Ballenas jorobadas baten récord en migración histórica entre Brasil y Australia

Dos ballenas jorobadas han logrado establecer un récord impresionante al cruzar más de 14.000 kilómetros de océano abierto, conectando áreas de reproducción desde el este de Australia hasta Brasil. Esta revelación fue dada a conocer el viernes por la bióloga ecuatoriana Cristina Castro, quien lidera un equipo internacional de investigación que incluye expertos de Australia, Brasil, Ecuador y Estados Unidos. Castro, con más de 27 años de experiencia en el estudio de cetáceos, describió el hallazgo como un «avistamiento único en el mundo», resaltando la importancia de este cruce migratorio entre dos hábitats tan distantes.

Las ballenas, que generalmente migran entre áreas de alimentación y reproducción, han desafiado las expectativas al desplazarse desde una zona de crianza en Australia hacia dos diferentes en Brasil. Estos cetáceos no llevan dispositivos de rastreo, pero han sido identificados mediante la plataforma global Happywhale, que utiliza algoritmos avanzados para comparar miles de fotografías de las colas de las ballenas. Cada jorobada tiene un patrón único en la parte inferior de su cola, lo que permite a los investigadores crear catálogos para su identificación a lo largo del tiempo y las regiones.

El estudio, que abarcó un amplio rango temporal desde 1984 hasta 2025, recopiló 19.283 fotografías gracias a la colaboración de científicos y ciudadanos interesados que enviaron sus imágenes a través de Happywhale. Este esfuerzo colectivo ha resultado en la identificación de estas dos ballenas jorobadas como parte de un desplazamiento migratorio extraordinario, lo que pone de manifiesto la valiosa contribución de la ciencia ciudadana en la investigación. Castro destacó que cada fotografía recolectada proporciona información esencial sobre la biología de las ballenas y sus patrones de migración.

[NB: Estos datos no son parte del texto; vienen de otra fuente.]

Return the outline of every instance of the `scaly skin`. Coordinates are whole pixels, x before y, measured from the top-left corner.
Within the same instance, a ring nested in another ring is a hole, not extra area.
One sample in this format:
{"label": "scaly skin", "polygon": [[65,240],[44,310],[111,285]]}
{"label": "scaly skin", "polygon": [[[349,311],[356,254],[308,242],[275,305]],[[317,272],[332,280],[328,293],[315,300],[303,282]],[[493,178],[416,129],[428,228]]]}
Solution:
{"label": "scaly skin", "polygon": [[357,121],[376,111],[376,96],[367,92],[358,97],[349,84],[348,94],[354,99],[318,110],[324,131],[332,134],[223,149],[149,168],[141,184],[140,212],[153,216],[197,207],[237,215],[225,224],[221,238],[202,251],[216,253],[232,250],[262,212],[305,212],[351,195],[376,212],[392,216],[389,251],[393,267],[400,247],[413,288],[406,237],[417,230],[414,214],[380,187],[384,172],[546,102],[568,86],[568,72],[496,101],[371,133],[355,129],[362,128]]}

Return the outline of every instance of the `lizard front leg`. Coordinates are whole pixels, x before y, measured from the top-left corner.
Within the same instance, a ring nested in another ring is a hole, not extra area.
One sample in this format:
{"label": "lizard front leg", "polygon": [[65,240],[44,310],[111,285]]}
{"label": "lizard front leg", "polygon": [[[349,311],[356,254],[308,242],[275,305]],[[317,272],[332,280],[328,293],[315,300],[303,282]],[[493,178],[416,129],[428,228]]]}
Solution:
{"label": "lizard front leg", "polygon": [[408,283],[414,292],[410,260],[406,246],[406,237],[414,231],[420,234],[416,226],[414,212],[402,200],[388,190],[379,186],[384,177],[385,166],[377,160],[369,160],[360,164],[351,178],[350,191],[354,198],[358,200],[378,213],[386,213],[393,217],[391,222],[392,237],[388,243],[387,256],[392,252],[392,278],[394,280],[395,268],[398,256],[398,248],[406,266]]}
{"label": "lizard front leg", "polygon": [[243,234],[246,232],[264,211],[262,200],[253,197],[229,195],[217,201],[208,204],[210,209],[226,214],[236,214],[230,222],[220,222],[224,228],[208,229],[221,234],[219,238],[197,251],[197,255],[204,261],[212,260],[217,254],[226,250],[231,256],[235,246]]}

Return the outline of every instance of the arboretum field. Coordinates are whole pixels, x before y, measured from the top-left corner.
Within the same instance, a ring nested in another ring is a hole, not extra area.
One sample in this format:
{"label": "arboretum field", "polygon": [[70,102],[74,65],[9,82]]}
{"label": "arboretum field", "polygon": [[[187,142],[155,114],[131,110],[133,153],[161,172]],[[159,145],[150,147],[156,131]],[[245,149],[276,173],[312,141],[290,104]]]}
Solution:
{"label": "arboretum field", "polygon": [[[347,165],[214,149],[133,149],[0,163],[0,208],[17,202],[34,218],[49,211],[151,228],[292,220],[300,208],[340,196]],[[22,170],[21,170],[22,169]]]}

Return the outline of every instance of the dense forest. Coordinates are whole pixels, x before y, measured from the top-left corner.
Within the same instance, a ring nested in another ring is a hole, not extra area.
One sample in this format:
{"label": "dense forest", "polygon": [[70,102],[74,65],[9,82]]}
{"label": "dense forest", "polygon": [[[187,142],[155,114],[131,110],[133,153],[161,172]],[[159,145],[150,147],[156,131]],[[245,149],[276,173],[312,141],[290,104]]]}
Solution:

Uno de los ejemplares fue fotografiado por primera vez en la bahía Hervey, Australia, en 2007, siendo avistado posteriormente en 2013, antes de aparecer en las costas de Sao Paulo, Brasil, en 2019. Por su parte, la otra ballena fue vista por primera vez en 2003 en el Banco de Abrolhos, un área crucial para la crianza de ballenas jorobadas en Brasil, y fue redescubierta en Bahía Hervey en 2025. La distancia que separa los puntos de avistamiento de ambas ballenas alcanza cifras asombrosas, aproximadamente 15.100 kilómetros.

La bióloga Cristina Castro ha resaltado que estos movimientos inusuales de las ballenas podrían estar relacionados con los efectos del cambio climático, como la disponibilidad de alimento en sus rutas migratorias. A pesar de que las ballenas jorobadas tienden a ser muy fieles a sus áreas de reproducción, este comportamiento migratorio atípico es extremadamente raro, representando solo el 0,01 % de los individuos registrados. Sin embargo, esta migración podría tener implicaciones significativas para la salud de las poblaciones de ballenas a largo plazo, promoviendo la diversidad genética y el intercambio cultural entre distintas poblaciones.